Desert Hawk III’s improved payloads maximize target detection and recognition by providing 360-degree -- daytime and nighttime -- coverage in a common turret package. These latest generation payloads also include a Lockheed Martin-developed navigation system that delivers more refined target position information and superior image stability to the troops.
Awarded by the MoD’s Defence Equipment & Support (DE&S) organization, the latest contract calls for Lockheed Martin to deliver the Desert Hawk III air vehicles -- which as a result of ongoing obsolescence management and technology advancements in this area feature enhanced 360-degree infrared and 360-degree, 10-times zoom electro optics -- by Fall 2010.
"We are extremely pleased with the enhanced capability that these new payloads bring to Desert Hawk III and the British Army," said Duncan Robbins, program manager for mini-UAV systems, UK MOD DE&S. "Desert Hawk’s latest enhancements allow it to operate more effectively in difficult conditions and provide our soldiers with greater situational awareness in a very timely manner."
"The battle-proven Desert Hawk III can operate in high winds, extended altitude and extreme temperatures, making it very effective in areas such as Afghanistan," said Mark Swymeler, a vice president for Lockheed Martin’s Ship and Aviation Systems line of business. "Unlike some other UAVs, it is extremely quiet and virtually undetectable beyond 150 meters."
Equipped with steerable, plug-and-play imaging payloads, the Desert Hawk has provided the British Army with greater situational awareness capabilities in Afghanistan since 2006.

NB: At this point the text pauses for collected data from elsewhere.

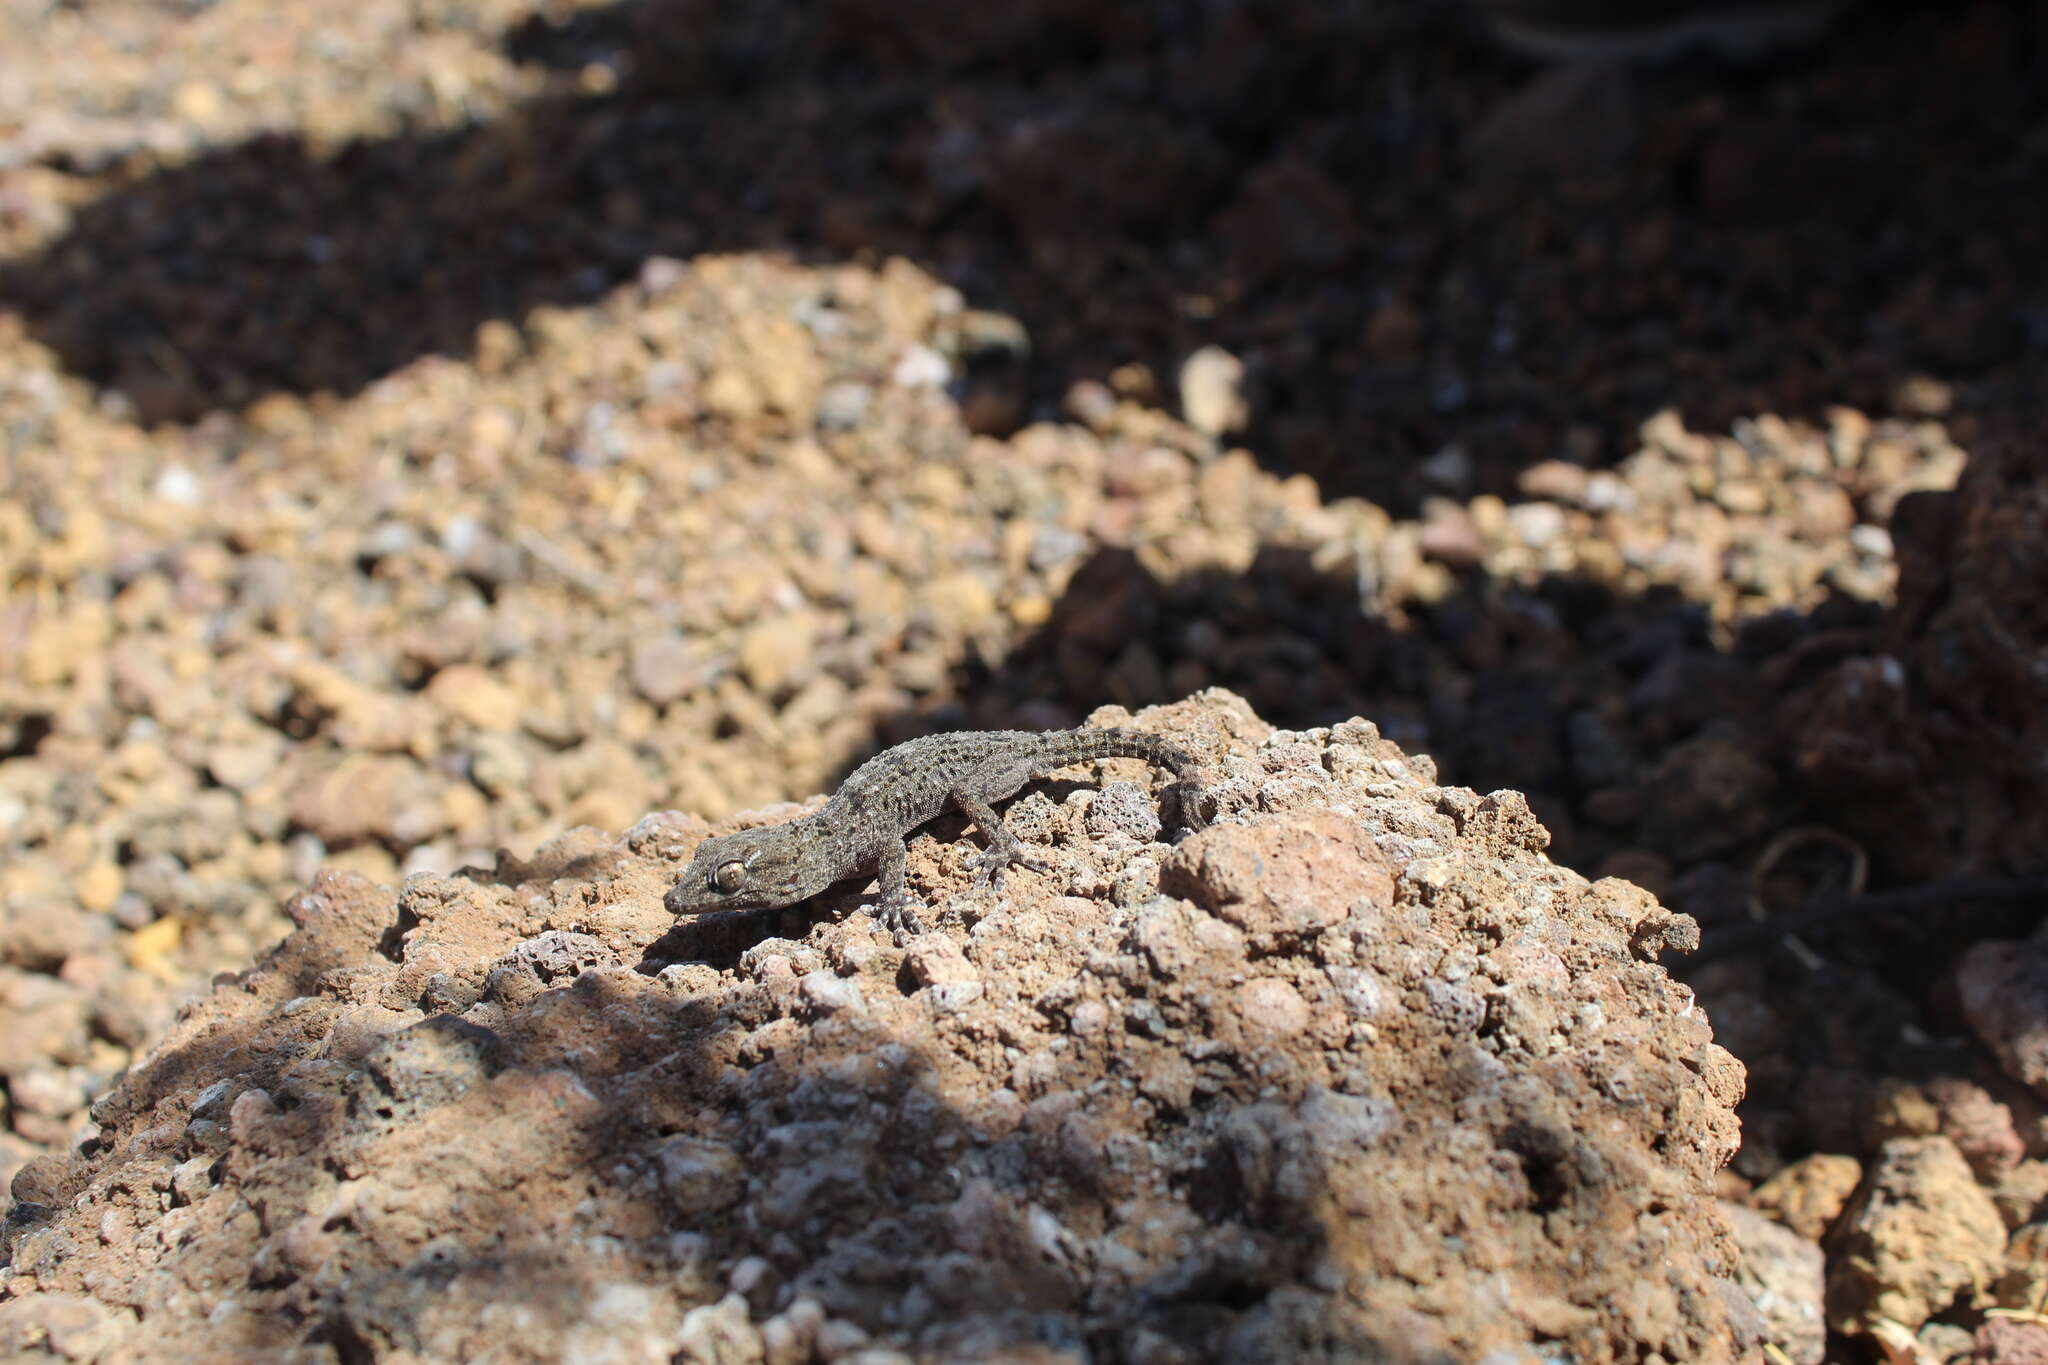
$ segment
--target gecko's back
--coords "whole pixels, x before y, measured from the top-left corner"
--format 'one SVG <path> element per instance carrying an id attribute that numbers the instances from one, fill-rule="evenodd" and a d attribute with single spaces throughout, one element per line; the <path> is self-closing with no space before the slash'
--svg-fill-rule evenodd
<path id="1" fill-rule="evenodd" d="M 969 730 L 906 740 L 848 774 L 819 815 L 849 833 L 872 829 L 900 838 L 936 818 L 955 790 L 979 787 L 990 770 L 1035 758 L 1046 739 L 1035 730 Z"/>

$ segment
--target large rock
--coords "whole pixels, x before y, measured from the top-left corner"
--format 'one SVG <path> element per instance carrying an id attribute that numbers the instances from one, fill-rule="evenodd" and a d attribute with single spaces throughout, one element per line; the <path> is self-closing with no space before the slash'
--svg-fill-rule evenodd
<path id="1" fill-rule="evenodd" d="M 1077 772 L 1012 806 L 1050 873 L 972 890 L 965 841 L 917 839 L 903 943 L 858 883 L 672 923 L 707 828 L 672 814 L 323 877 L 24 1187 L 0 1331 L 61 1319 L 103 1361 L 1743 1358 L 1712 1197 L 1742 1068 L 1656 961 L 1689 920 L 1363 721 L 1096 720 L 1199 755 L 1212 831 L 1159 842 L 1140 763 Z"/>
<path id="2" fill-rule="evenodd" d="M 2005 1256 L 1998 1206 L 1945 1137 L 1893 1138 L 1836 1225 L 1828 1316 L 1840 1332 L 1918 1327 L 1988 1287 Z"/>
<path id="3" fill-rule="evenodd" d="M 2005 1074 L 2048 1097 L 2048 943 L 1986 939 L 1957 959 L 1955 989 Z"/>
<path id="4" fill-rule="evenodd" d="M 1770 1339 L 1795 1365 L 1820 1365 L 1827 1355 L 1827 1276 L 1820 1248 L 1755 1209 L 1724 1202 L 1721 1216 L 1742 1248 L 1742 1288 Z"/>
<path id="5" fill-rule="evenodd" d="M 1794 762 L 1837 821 L 1915 880 L 2040 872 L 2048 448 L 2031 434 L 1983 441 L 1953 491 L 1900 498 L 1891 533 L 1898 601 L 1881 651 L 1793 699 Z"/>

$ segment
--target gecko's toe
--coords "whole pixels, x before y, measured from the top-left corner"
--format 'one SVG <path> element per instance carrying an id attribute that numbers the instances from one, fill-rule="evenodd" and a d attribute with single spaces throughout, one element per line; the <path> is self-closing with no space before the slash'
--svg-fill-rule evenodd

The eight-pound Desert Hawk III features an open architecture environment and consists of a light weight, hand-launched, ruggedized air vehicle with snap-on Plug and PlayloadsTM, a portable ground station and a remote video terminal. The snap-on payload capability allows a single operator to swap sensors on the air vehicle in less than one minute to meet immediate and rapidly changing mission requirements.
The Desert Hawk is a small unmanned aerial vehicle (UAV) used for base perimeter protection. It was designed by Lockheed Martin's Skunk Works for the Air Force Force Protection Airborne Surveillance System Program on a quick-reaction contract issued late in the winter of 2002, with the first system delivered in the early summer. It was designed quickly because it leveraged heavily off of technology and design studies developed for the MicroStar MAVs. The program is run by the U.S. Air Force Electronic Systems Center at Hanscom Air Force Base near Boston, Massachusetts. The Desert Hawk is also used by the 32nd Regiment Royal Artillery of the British Army as a tactical surveillance system, and has seen use in Afghanistan.
The Desert Hawk is made mostly of plastic foam, suggesting something like a Nerf toy, and uses an electric motor driving a pusher propeller as a powerplant, making it very quiet. The original Desert Hawk was launched with a bungee cord, carried three small CCD cameras, and had an endurance of about an hour.
The Desert Hawk flies mostly under autonomous control, with the "pilot" keeping track of what's going on with a laptop computer.
The original Desert Hawk has since been replaced with the more capable, rugged Desert Hawk III.